The Strange Worlds of M C Escher

M C Escher at Work

I try in my prints to testify that we live in a beautiful and orderly world, not in a chaos without norms, even though that is how it sometimes appears.  M C Escher

Maurits Cornelius Escher was born in June 1898, the youngest son of a prosperous Dutch government engineer. After a year in technical college, he attended the School of Architecture and Decorative Arts in Haarlem. He was diverted from a career in architecture by his teacher and mentor Jessurun Mesquita, who encouraged him to develop his drawing and printmaking skills.

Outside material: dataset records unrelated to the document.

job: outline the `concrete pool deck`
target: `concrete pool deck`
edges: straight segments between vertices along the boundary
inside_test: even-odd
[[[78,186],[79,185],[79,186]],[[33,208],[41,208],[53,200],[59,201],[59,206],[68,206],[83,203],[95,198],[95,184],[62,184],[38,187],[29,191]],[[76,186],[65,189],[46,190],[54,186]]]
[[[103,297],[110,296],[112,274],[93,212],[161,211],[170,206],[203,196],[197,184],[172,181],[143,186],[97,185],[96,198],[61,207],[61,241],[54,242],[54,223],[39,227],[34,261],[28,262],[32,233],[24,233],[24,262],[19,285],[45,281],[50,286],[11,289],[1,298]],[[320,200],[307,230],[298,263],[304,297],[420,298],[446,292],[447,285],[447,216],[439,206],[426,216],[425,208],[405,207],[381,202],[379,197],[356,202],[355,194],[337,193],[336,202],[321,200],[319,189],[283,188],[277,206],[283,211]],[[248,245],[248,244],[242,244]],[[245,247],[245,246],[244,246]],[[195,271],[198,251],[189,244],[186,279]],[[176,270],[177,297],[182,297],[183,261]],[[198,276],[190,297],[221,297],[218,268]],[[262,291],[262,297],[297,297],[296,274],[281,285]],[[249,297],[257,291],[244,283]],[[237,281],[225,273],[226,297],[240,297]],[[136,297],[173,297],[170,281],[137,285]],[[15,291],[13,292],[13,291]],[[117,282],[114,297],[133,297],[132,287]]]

After visits to Spain and Italy, he was impressed by the dramatic landscapes, particularly mountainous and desert regions with olive trees and cacti. Escher found Holland relatively uninspiring and returned to Spain again, where he visited Granada and saw the palace of the Alhambra, with its elaborate decorative architecture. Escher travelled widely in Southern Europe, working assiduously on drawings and prints. He married in 1924 and settled in Rome. By this time he had achieved a measure of success with woodcut illustrations for a booklet Easter Flowers, and his print St Francis Preaching to the Birds sold well. In addition he had a one-man exhibition in Sienna and another in Holland.

Eight Heads, woodcut stamped print, 1922

The print, Eight Heads, was made when Escher was still at art school, and is an example of a side-grained woodcut, where the white areas are cut away, leaving the raised areas to impress the ink. This method was used exclusively by Escher in his early work, and is distinct from wood engraving (Intaglio) where the ink lies in fine grooves and the raised surface is wiped clean before printing. This early work already includes Escher’s hallmark: the division of the picture plane into repeating areas, and the ambiguity between figure and ground which challenges the normal perceptive habits of eye and brain.

It was not until 1929 that I made my first lithograph, and then in 1931 I tried my hand for the first time at wood-engraving, that is to say engraving with burins on an end-grain block.  M C Escher, The Graphic Work Published by Benedikt-Taschen Verlag.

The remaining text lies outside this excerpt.